I've not been able to stop. It's only gotten worse. After days of indulging like that, I felt some relief when I had depleted my stock of sugar. But not even a full 24 hours later I found myself at Dollar General (in my pajamas, no less) buying some more sugar. And then yesterday I was determined to make it through the day without cooking my stuff (it literally feels like I'm cooking methamphetamine!!!), so I dumped what was left of the sugar into the trash can. Then several hours later I was scooping the sugar out of the trash can with a measuring cup and cooking my drug on the stove YET again!
This is bad. This is really bad.

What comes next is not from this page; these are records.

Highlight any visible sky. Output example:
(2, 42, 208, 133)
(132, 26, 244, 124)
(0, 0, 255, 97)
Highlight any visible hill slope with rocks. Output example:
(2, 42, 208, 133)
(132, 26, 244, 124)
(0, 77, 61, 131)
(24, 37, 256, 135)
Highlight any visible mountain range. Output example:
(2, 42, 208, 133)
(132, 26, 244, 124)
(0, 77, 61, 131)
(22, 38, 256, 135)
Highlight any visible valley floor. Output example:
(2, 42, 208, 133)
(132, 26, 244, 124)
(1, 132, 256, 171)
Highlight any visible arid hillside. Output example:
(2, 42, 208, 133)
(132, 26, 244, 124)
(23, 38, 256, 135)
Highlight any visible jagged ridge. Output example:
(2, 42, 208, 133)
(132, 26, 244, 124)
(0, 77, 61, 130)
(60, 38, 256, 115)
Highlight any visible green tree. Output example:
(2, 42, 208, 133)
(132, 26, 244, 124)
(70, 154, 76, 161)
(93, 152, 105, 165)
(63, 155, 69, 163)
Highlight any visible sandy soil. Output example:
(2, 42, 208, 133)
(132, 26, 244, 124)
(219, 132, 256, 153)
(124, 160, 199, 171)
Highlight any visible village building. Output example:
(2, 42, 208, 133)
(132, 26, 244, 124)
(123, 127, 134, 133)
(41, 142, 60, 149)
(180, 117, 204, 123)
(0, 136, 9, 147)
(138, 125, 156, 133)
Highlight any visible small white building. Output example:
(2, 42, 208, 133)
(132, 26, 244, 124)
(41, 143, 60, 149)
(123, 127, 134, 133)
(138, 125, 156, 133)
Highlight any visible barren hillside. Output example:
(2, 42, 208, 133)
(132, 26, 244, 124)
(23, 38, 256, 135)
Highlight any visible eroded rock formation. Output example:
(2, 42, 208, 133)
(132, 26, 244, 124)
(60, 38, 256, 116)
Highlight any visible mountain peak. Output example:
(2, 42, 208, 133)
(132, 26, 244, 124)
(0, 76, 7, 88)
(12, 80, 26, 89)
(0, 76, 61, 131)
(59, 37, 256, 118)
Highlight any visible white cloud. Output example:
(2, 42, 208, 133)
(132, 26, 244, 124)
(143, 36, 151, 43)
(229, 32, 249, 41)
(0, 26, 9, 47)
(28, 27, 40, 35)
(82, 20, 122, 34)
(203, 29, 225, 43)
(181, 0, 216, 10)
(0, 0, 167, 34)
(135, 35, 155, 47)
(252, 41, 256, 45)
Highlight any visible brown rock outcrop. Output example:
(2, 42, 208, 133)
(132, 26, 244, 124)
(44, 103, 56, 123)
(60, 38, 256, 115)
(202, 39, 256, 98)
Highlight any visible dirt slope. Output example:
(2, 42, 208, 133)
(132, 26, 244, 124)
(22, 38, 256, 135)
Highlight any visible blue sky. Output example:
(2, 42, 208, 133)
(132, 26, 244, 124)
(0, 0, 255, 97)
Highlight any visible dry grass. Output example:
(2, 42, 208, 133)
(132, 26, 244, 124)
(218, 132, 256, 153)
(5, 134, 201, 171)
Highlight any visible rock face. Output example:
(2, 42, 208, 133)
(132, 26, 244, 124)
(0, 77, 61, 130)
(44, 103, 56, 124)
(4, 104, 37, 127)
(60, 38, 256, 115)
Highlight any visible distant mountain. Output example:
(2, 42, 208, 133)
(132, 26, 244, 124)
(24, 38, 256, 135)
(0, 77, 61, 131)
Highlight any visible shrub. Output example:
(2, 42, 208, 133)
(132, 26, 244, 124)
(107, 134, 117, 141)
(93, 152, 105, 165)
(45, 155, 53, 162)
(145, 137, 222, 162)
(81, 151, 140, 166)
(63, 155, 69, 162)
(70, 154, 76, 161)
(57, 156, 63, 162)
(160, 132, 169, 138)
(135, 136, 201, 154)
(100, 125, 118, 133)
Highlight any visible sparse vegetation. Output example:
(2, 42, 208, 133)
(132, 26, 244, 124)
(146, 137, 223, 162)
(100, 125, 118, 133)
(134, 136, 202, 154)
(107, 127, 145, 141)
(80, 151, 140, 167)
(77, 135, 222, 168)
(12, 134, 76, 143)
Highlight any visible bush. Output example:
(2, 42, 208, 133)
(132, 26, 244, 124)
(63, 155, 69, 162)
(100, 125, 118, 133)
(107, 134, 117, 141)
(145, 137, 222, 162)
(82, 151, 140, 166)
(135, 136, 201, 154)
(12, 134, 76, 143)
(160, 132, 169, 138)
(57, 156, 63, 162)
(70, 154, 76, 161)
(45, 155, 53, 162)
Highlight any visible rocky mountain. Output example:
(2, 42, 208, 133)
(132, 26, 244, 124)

I have 28 days until my birthday and I'm sabotaging myself with this horrible mix of cheap, destructive ingredients like a crack addict. I'm already feeling myself gaining weight back. I'm too scared to step on the scale. I'm bloated and feel poisonous. All of this sugar and butter I've been eating... oh what kind of mess have I gotten myself into?!! This is far worse than any sugar addiction I have ever experienced. I'm usually a savory type of person- wanting to binge on savory foods. But for some reason this thing that I've created- this stove-top fudgy soup that I've been eating with a spoon daily (sometimes more than once daily) has a grasp on me that I can't seem to break free of.
I really need some help to get over this.
28 days; 4 weeks. I want so desperately to beat this and feel great on my birthday.